Do You Have a Case of Jumper’s Knee? Try These Helpful Tips and Exercises
Does your knee hurt after a run or a bodyweight training session? There’s a good chance that you suffer from jumper’s knee (also called patellar tendinopathy or tendinitis).
What is jumper’s knee?
Jumper’s knee is a chronic reaction to overuse or an injury to the patellar tendon, which joins the bottom of the kneecap or patella to the shin bone:
If you suffer from patellar tendinopathy, you feel pain in the front of your knee on what is called the lower pole of the patella.
The first symptom is often warm-up pain (i.e. pain upon starting an activity, which then fades), usually after standing up from a sitting position or climbing stairs. It then develops into ongoing pain, swelling of the patella, tenderness, and restricted range of motion.
Activities that trigger these symptoms:
- stop-and-go sports like running, soccer, or tennis
- shoes with poor cushioning on a hard running surface
- jumping improperly, e.g. during bodyweight training
- not enough stretching can lead to tight quadricep muscles, which are responsible for extending the knee
Good to know
There is a difference between jumper’s knee and runner’s knee: the latter involves pain on the outside of your knee and not on the front of your knee at the bottom of your knee cap (like jumper’s knee).
First aid for pain
If you feel pain in your knee, you should treat it. Try to rest and use cold compresses. You should also temporarily avoid jumping and explosive leg movements (e.g. running or lower body plyometric exercises). Gradually restart your workouts again, reduce the intensity, and focus on cycling or swimming. Make sure you avoid straining the injured knee.
It’s important to warm up before and cool down after working out to prevent jumper’s knee. Slowly increasing the intensity of your workouts, planning recovery phases, and wearing the right shoes also helps.
3 great exercises to treat knee pain
If you suffer from jumper’s knee, the following exercises can provide relief:
Relieve tension in the front side of the thigh
Get down on all fours. Stretch out the leg, in which you’re experiencing pain. Place the front side of the thigh on the foam roll. Then simply roll the length of the entire thigh. Make sure to keep the rolling very slow. You can repeat this exercise as often as you are able.

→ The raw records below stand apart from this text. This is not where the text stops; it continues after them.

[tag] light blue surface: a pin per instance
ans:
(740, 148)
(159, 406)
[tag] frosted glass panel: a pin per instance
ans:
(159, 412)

Foam Rolling directly on the knee cap
Get down on all fours. Bring one leg forward (whichever is in pain) and place the lower edge of the knee cap directly on the foam roll, and roll back it back and forth very slowly. Note: this exercise can be painful. Make sure to never exceed your pain threshold. Only practice this exercise as often as you feel comfortable.
Stretching the Quads
Lie on your side, with the leg you want to stretch on top. Slightly bend the bottom leg to stabilize the pelvis. Grab the foot of your top leg and gently pull it toward your butt. Make sure you can actually feel a stretching sensation in your quads. It’s also important not to over arch your back. Hold this stretched position for 60 to 90 seconds.
Be aware: If there is no improvement after treating it yourself, you should consult your doctor. Manipulative therapy (fascia), ultrasound, anti-inflammatory medication, shockwave therapy, or infiltration treatment can provide further relief. Plus, other causes of the problems may be identified.